London’s Doe (4/5) take their level of abrasive ear candy to a whole new level in a live environment, glazed in angsty red lighting as they surge through cuts such as ‘Heated‘ and ‘Labour Like I Do’. Although guitarist Nicola Leel’s and drummer Jake Popyura’s call and response vocals become drowned in the mix during louder sections, it can be forgiven due to their unashamedly ferocious instrumentation. They are clearly able to channel their frustrations all whilst humbled by the audience’s attentive reception. There’s a satisfying buzz about their tight performance tonight that certainly leaves behind a lasting impression.
The room may be less than half empty by the time Speedy Ortiz (4/5) arrive compared to other dates on this tour, but they don’t let it dampen their spirits.
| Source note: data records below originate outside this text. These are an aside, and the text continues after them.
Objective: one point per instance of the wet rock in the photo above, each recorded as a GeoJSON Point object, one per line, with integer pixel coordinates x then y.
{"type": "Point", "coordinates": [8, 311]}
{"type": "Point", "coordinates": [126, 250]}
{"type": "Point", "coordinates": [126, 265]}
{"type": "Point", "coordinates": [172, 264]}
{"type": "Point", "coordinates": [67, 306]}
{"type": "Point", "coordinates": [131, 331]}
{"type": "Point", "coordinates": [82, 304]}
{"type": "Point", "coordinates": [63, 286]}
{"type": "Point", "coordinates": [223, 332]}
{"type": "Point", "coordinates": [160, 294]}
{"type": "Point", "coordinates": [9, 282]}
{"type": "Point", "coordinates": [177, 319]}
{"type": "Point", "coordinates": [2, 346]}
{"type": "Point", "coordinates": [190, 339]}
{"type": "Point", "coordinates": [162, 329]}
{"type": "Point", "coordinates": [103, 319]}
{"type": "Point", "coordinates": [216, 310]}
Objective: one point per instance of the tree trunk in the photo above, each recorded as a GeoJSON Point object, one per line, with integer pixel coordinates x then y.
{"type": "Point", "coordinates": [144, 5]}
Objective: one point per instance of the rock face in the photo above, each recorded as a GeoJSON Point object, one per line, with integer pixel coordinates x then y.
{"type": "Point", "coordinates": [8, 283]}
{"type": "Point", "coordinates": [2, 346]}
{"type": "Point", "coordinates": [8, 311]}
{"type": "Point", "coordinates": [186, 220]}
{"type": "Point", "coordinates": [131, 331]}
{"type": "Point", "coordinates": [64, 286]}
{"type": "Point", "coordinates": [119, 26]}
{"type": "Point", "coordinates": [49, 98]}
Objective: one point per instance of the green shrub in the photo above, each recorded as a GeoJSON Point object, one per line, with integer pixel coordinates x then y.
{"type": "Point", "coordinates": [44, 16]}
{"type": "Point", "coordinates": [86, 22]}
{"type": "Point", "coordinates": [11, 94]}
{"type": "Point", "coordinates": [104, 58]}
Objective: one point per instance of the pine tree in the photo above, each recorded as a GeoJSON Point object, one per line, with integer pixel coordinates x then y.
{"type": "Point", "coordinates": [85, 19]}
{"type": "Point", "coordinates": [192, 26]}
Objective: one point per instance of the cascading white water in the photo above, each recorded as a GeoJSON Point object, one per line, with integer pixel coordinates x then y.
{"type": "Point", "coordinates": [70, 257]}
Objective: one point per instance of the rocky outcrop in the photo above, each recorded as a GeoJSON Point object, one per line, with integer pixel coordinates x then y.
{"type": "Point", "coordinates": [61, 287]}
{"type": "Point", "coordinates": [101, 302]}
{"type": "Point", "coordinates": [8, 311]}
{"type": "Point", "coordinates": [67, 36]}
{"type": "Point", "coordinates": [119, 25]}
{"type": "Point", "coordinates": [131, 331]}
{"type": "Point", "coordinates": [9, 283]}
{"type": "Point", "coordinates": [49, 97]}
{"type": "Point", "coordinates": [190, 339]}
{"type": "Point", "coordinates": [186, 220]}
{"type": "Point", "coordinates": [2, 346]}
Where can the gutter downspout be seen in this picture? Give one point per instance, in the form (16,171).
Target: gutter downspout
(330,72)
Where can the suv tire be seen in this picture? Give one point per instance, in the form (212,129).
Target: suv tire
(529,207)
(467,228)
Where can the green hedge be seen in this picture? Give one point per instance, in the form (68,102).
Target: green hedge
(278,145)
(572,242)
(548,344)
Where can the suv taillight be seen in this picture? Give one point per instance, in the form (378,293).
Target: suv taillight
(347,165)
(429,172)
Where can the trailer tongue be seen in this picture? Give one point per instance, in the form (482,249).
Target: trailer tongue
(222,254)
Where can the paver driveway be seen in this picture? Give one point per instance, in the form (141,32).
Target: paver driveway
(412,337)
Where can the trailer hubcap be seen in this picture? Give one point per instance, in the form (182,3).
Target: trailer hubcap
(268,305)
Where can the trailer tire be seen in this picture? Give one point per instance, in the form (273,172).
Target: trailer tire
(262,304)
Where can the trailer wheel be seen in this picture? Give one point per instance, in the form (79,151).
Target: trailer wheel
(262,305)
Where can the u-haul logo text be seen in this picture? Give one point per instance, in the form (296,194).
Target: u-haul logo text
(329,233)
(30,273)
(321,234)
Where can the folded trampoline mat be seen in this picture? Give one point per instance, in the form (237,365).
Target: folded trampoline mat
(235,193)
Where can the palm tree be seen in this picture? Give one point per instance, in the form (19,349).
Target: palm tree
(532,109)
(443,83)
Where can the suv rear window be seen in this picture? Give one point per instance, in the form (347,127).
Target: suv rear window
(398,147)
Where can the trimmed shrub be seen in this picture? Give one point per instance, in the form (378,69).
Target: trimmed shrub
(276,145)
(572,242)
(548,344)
Given the recent confirmation of Brett Kavanaugh in the US a few weeks ago, along with the woes of Donald Trump’s presidency, newer tracks like ‘Alone With Girls’ and ‘Villian’ are especially on the nose in the aftermath of #metoo.
Dynamically the band’s onstage chemistry is strong, executing blissful vocal harmonies on ‘Lucky 88’ and the unsettling blaring guitar lead on ‘Plough’. The glistening on-stage lights are just as eeiry, adding to Speedy Ortiz‘s melancholic aura and stage presence.
Sadie Dupuis and drummer and Mike Falcone’s stage banter appreciating how nice but expensive Brighton does not really conjure up much of an audience reaction in between songs, as they’re very much preaching to the choir.
However, this changes when Dupuis makes us aware of the book ‘Making Spaces Safer’ which she tells us she has given two copies to each venue on this tour, encouraging promoters and bands to combat rampant harassment that even in 2018 is still a major problem.
As the night draws to a close, the band refuses to call the last few songs of their setlist an “encore”, as Dupuis and guitarist Andy Molholt hoist their guitars over the barrier during ‘Tiger Tank’. As the final fuzzy chords ring out, it’s clear that despite the mediocre turnout, Speedy Ortiz musical finesse is well balanced by bringing awareness to glaring social issues.